Supporters argue that this deters trafficking, with interdictions recovering over 1000 kg of cocaine in joint ops, but critics see a pattern of overreach.
Human rights concerns of USA

Legal scholars and UN experts decry that the strikes are extrajudicial executions, which violate international maritime law and the right to life under human rights conventions. The Inter-American Commission on Human Rights has filed cases, arguing that no “imminent threat” justifies lethal force in peacetime. Domestically, Democrats like Reps. Ro Khanna and Thomas Massie decry the lack of congressional briefings, while a Reuters/Ipsos poll shows support eroding to 51% amid these revelations.
On the international stage, the backlash is fierce: Colombia’s Gustavo Petro suspended US intelligence ties and accused Washington of murder; Venezuela’s Nicolas Maduro declared “regime-change terrorism”; and allies like the UK and Canada have paused data sharing over legality fears.
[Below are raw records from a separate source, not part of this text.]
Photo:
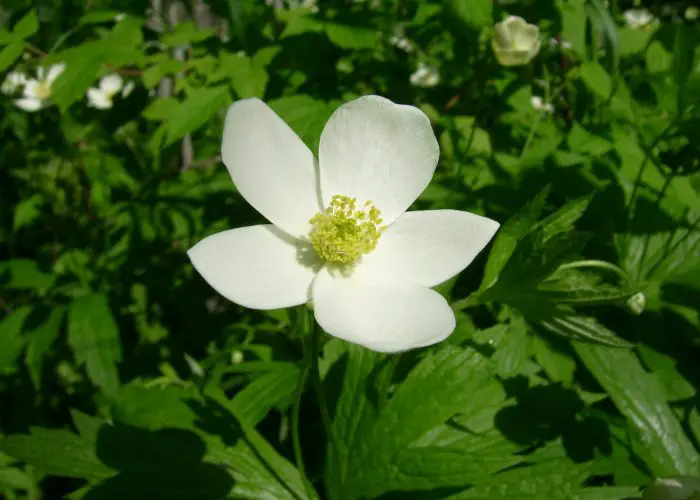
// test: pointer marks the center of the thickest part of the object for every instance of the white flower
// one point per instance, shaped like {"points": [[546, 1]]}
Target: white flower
{"points": [[425, 76], [515, 42], [37, 92], [14, 81], [639, 18], [401, 42], [540, 105], [103, 96], [364, 263], [673, 488]]}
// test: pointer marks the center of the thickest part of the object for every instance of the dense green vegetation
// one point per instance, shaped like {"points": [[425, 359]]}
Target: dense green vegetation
{"points": [[573, 370]]}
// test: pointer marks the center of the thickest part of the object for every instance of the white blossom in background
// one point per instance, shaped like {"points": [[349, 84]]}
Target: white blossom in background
{"points": [[673, 488], [13, 83], [541, 105], [102, 97], [37, 92], [425, 76], [639, 18], [401, 42], [339, 235], [515, 42]]}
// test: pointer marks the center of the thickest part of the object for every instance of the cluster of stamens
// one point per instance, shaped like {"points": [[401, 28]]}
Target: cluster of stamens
{"points": [[343, 233]]}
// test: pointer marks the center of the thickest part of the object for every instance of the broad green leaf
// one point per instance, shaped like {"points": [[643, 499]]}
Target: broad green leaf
{"points": [[558, 479], [640, 397], [57, 452], [10, 54], [196, 111], [475, 14], [11, 338], [94, 338], [435, 390], [596, 78], [83, 64], [24, 274], [351, 37], [40, 338], [26, 26], [27, 211], [508, 237], [305, 115]]}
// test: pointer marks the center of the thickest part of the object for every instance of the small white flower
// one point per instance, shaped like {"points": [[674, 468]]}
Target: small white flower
{"points": [[673, 488], [37, 92], [401, 42], [14, 81], [540, 105], [425, 76], [515, 42], [639, 18], [103, 96], [340, 236]]}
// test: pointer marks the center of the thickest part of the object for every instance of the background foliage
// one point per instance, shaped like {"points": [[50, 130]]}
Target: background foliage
{"points": [[573, 371]]}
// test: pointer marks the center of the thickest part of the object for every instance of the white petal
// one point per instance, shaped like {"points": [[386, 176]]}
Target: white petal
{"points": [[29, 103], [258, 266], [271, 167], [373, 149], [55, 71], [429, 247], [111, 84], [32, 89], [98, 99], [381, 314]]}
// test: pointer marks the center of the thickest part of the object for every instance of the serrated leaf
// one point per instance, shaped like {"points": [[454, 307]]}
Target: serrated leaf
{"points": [[556, 479], [94, 338], [640, 397], [596, 78], [195, 111], [10, 54], [435, 390], [26, 26], [509, 235], [305, 115], [57, 452], [41, 336], [24, 274], [475, 14], [11, 338]]}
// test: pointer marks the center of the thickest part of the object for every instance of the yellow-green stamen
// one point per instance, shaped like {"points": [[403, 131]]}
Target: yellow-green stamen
{"points": [[342, 233]]}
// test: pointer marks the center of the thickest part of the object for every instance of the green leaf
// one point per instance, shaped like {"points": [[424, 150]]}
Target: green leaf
{"points": [[248, 77], [57, 452], [640, 397], [509, 235], [11, 338], [196, 111], [556, 479], [94, 338], [475, 14], [351, 37], [26, 26], [27, 211], [41, 337], [83, 64], [596, 78], [10, 54], [435, 390], [24, 274], [305, 115]]}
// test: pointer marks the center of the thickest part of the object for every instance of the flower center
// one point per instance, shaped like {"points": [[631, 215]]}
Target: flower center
{"points": [[43, 90], [343, 233]]}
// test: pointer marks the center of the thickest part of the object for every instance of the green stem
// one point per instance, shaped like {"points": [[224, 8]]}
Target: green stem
{"points": [[601, 264]]}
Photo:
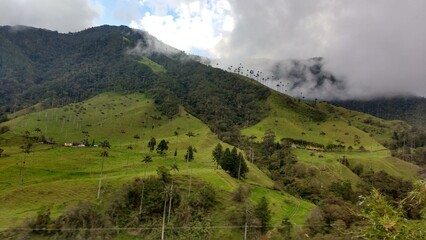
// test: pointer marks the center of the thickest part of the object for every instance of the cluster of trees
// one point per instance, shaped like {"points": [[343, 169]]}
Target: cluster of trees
{"points": [[165, 203], [231, 161]]}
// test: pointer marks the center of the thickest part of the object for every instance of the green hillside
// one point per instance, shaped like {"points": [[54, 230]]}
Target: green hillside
{"points": [[83, 107], [56, 176]]}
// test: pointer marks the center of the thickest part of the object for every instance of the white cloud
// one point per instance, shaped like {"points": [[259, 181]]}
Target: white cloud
{"points": [[63, 16], [190, 26]]}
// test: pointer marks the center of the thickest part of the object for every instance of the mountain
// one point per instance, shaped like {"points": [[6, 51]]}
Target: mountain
{"points": [[409, 109], [307, 79], [62, 68], [109, 133]]}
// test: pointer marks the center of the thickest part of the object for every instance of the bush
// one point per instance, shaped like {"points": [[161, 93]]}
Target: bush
{"points": [[241, 194]]}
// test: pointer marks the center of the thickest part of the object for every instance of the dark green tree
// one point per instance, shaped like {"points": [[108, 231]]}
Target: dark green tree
{"points": [[242, 166], [151, 144], [189, 156], [286, 229], [104, 144], [263, 213], [217, 154], [162, 147]]}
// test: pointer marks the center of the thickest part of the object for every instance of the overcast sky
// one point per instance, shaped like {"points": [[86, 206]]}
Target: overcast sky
{"points": [[377, 46]]}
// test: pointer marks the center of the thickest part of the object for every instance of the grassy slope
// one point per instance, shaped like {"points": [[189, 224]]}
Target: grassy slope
{"points": [[58, 176], [289, 123]]}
Even Mexico, a partner in Border Ops, has quietly intercepted the suspect vessels to avert US strikes on its waters. Pope Leo XIV called for migrant compassion, while China and Iran are amplifying the condemnation of US imperialism.
Implications for the USA

As 2026 comes in, Operation Southern Spear tests the boundaries of the USA and American power projection. Proponents, including Sen. Lindsey Graham, are also predicting that it will choke fentanyl flows, which will potentially save thousands of lives. Yet, escalation risks, such as the December Land strike, signal towards a broader Venezuelan targeting; this could ignite proxy conflicts or diplomatic isolation.
In balancing security imperatives against ethical red lines, these strikes highlight the perils of militarizing complex social ills. As searches for Pacific survivors continue, the world watches whether evidence will vindicate the operations or expose a tragic overreach.